Pedro Miguel
Temporada de caza
En distintas áreas fronterizas del Río Bravo algunos ciudadanos entusiastas han organizado grupos cinegéticos. La actividad había decaído en fechas recientes debido a las cada vez más estrictas regulaciones de inspiración ecológica y a un predominio creciente de las actividades sedentarias (como ver videos) en el tiempo libre de los lugareños. Tal vez la moda de los deportes de riesgo y las tendencias de la industria automotriz a inundar el mercado con vehículos todoterreno, que son una inversión desperdiciada cuando se les utiliza sólo para ir de shopping, dieron la pauta a los primeros entusiastas que sacaron sus escopetas y sus fusiles de los armarios, los engrasaron y se fueron al pueblo más cercano a comprar munición. Pero también debe haber pesado la proliferación de extranjeros cimarrones por los sitios más desolados y salvajes de la frontera común. El Bordo y el Cañón Zapata, sitios comunes de tránsito hacia el norte, son cotos exclusivos de la Border Patrol y están tan vigilados que transitarlos de manera furtiva es tan complicado como introducirse subrepticiamente al Pentágono. En consecuencia, las especies migratorias procedentes del sur se extendieron por los cañones y desiertos de Arizona, Nuevo México y Texas.
Los aguerridos granjeros y los sherifes de esas tierras no requieren de justificación para desempolvar el Winchester de sus abuelos o para estrenar los nuevos AR-15 con guardamanos de fibra de carbono y dedicar su ocio a la cacería humana. Descienden de la estirpe que exterminó a los búfalos y a los apaches, construyeron una nación sobre el mandamiento máximo de la propiedad privada y echaron una bonita capa de asfalto sobre las incomodidades de origen animal o vegetal que los acechaban. Ahora, en los morideros de su propiedad, pululan mexicanos que picotean los setos o asustan el sueño de los borregos. Disparar sobre los intrusos es un acto natural y hasta de sentido común.
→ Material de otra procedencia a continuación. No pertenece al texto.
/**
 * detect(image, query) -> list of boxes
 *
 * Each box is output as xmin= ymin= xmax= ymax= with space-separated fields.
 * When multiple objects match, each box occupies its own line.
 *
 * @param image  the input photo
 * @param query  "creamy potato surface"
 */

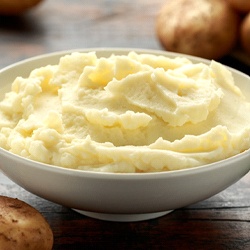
xmin=0 ymin=52 xmax=250 ymax=172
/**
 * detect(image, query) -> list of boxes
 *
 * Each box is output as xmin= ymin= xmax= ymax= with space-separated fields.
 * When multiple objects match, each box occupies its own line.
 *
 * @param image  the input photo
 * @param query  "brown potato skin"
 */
xmin=240 ymin=12 xmax=250 ymax=55
xmin=156 ymin=0 xmax=240 ymax=59
xmin=227 ymin=0 xmax=250 ymax=13
xmin=0 ymin=196 xmax=53 ymax=250
xmin=0 ymin=0 xmax=43 ymax=15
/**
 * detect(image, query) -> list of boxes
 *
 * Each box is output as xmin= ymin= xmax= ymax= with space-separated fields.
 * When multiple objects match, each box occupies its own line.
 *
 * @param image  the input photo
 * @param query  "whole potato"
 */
xmin=156 ymin=0 xmax=240 ymax=59
xmin=0 ymin=196 xmax=53 ymax=250
xmin=0 ymin=0 xmax=43 ymax=15
xmin=240 ymin=12 xmax=250 ymax=55
xmin=227 ymin=0 xmax=250 ymax=13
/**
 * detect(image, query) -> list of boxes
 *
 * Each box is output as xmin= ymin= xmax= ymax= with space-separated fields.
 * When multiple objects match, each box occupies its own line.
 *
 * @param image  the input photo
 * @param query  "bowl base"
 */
xmin=72 ymin=209 xmax=173 ymax=222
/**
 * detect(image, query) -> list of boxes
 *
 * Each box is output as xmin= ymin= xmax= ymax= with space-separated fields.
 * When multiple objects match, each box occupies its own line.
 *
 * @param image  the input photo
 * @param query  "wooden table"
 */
xmin=0 ymin=1 xmax=250 ymax=249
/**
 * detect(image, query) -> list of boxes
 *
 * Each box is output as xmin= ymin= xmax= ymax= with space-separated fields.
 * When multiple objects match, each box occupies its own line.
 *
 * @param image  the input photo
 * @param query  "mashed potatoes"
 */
xmin=0 ymin=51 xmax=250 ymax=173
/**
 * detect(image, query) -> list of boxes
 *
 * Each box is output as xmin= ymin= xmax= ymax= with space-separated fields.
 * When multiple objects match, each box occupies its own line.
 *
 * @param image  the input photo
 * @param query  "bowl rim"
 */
xmin=0 ymin=47 xmax=250 ymax=180
xmin=1 ymin=146 xmax=250 ymax=180
xmin=1 ymin=47 xmax=249 ymax=78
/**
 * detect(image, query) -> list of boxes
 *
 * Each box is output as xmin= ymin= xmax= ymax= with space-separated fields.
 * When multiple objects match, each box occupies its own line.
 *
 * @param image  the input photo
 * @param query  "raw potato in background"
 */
xmin=156 ymin=0 xmax=240 ymax=59
xmin=227 ymin=0 xmax=250 ymax=13
xmin=0 ymin=196 xmax=53 ymax=250
xmin=0 ymin=0 xmax=43 ymax=15
xmin=240 ymin=12 xmax=250 ymax=55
Así lo entiende también el gobierno de Washington, que en un acto de humanismo tal vez excesivo, y que muestra la perniciosa suavidad demócrata y obliga a suspirar por la hombría de los republicanos, ha instado a los cazadores a no dar muerte a sus presas. Capturarlas vivas evita problemas internacionales y hasta locales, habida cuenta que aún existen algunas leyes obsoletas que confunden la cacería con el homicidio.
Pero, en el fondo, las autoridades simpatizan con el renovado afán de los granjeros por hacer patria. Ayer mismo, en la madrugada, un policía de Brownsville exhibió la cabeza de un ejemplar joven que pretendía introducirse al país de la libertad.
En el fondo de todo esto hay la convicción -que poco a poco se abre paso en todos lados, hasta en México- de que la condición humana se conserva o se pierde, o no se adquiere nunca, de acuerdo con el estatuto legal, penal o migratorio de cada especimen. Es evidente: los derechos humanos son de los humanos, no de los delincuentes ni de los indocumentados. Por esta vía llegaremos a necesarios deslindes civilizatorios. Comerse a un ratero o a un mojado, por ejemplo, puede considerarse un acto de derecho o de esparcimiento que de ninguna manera implica canibalismo.